Roberto Dariva.

A Navita, especialista em soluções para gerenciamento de dispositivos móveis (MDM, na sigla em inglês), gerenciamento de aplicativos móveis (MAM) e gestão de custos de telecom (TEM) acaba de receber um aporte de capital da DLM Invista.

A empresa não revelou valores. O DLM terá uma participação minoritária na companhia e costuma realizar investimentos a partir de R$ 10 milhões.

Em nota, a Navita informa que está prestes a lançar um novo produto de integração entre empresas e operadoras de telefonia na metade do ano, com a promessa de revolucionar o sistema de mobilidade corporativa. 

“O que nos motivou a fechar o acordo com a DLM foi o profundo conhecimento em desenvolvimento de produtos que seu corpo executivo possui e que é estratégico para a companhia nesse momento”, afirma Roberto Dariva, CEO da Navita.

Dariva se refere aos ex-Datasul Paulo Caputo e Jorge Steffens, que fundaram o DLM.  Steffens era a mente tecnológica da companhia, enquanto Caputo conduzia a área de negócios.

“A Navita é uma empresa com crescimento acelerado, altamente inovadora e com margens positivas”, comemora Steffens.

A Navita começou a atuar em 2005 como um serviço de administração das contas de telefone e da manutenção dos smartphones de clientes corporativos, principalmente BlackBerrys, mas com o tempo aumentou a atuação para toda a área de telefonia e outras fabricantes de celulares.
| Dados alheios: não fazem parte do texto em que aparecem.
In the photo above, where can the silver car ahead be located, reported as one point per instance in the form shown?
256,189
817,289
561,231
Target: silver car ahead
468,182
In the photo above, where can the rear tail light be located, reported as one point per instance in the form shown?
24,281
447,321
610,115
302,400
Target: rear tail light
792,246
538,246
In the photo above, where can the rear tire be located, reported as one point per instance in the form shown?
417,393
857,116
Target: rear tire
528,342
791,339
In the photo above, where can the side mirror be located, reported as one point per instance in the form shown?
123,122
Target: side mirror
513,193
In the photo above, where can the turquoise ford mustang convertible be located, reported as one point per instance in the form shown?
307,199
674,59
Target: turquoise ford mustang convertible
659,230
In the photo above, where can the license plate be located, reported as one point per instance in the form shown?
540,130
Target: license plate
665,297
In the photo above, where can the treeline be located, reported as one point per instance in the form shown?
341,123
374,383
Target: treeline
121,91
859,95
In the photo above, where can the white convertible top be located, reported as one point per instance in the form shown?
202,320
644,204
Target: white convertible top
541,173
Em 2013, a empresa adquiriu a  área de negócios de controle de custos e serviços de telefonia fixa da paulista Informatec – a empresa segue atuando com tarifadores PABX para hotéis – aumentando de 100 para 150 sua carteira de clientes e de 150 mil para 600 mil o número de dispositivos sob sua gestão.
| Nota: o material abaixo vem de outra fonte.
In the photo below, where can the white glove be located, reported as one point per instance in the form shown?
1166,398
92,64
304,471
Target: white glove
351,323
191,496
A empresa está bem quando o assunto são endossamentos de mercado. Foi considerada Cool Vendor pelo Gartner e líder e mais inovadora em MDM pela Frost & Sullivan.

O fundo é o terceiro a colocar capital na Navita. Antes a companhia recebeu aportes da Invest Tech em 2009 e da Intel Capital no ano passado. Nenhum teve valor aberto. O braço de investimentos da Intel costuma fazer investimentos de US$ 2 milhões a US$ 10 milhões.
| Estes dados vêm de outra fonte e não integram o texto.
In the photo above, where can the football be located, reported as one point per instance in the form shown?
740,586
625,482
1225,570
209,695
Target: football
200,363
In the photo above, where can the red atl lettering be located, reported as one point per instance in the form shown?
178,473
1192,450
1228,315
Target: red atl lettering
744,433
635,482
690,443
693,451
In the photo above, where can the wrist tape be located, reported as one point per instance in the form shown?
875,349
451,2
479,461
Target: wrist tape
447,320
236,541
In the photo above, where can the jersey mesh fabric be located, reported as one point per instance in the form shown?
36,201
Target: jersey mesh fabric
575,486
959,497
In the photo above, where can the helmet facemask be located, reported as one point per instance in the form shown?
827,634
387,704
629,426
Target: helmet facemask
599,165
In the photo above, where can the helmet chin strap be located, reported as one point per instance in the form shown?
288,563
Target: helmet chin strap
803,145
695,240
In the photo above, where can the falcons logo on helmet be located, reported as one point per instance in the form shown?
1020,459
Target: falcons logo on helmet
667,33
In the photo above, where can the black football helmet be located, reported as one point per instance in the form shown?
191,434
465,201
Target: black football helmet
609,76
A companhia não revela faturamento. O último dado aberto foi em 2011, quando o resultado foi R$ 19 milhões. A Navita afirma crescer em média 50% ao ano.

O perfil da empresa alvo da DLM, no entanto, pode iluminar um pouco o porte atual da Navita.

A DLM afirma procurar investir em empresas de software ou serviços baseados em software com faturamento entre R$ 15 milhões e R$ 150 milhões anuais e crescimento com margem Ebtida de, aproximadamente, 20%.

Nos últimos dois anos, o fundo investiu R$ 10 milhões na OpenTech, joinvilense de SaaS para gestão logística em transporte e gerenciamento de risco e comprou 35% da operação da Clic Holding Company, empresa do segmento de tecnologia para viagens de negócios e lazer formada pelas paulistas Argo IT e Connect-c mais a gaúcha Travel Explorer.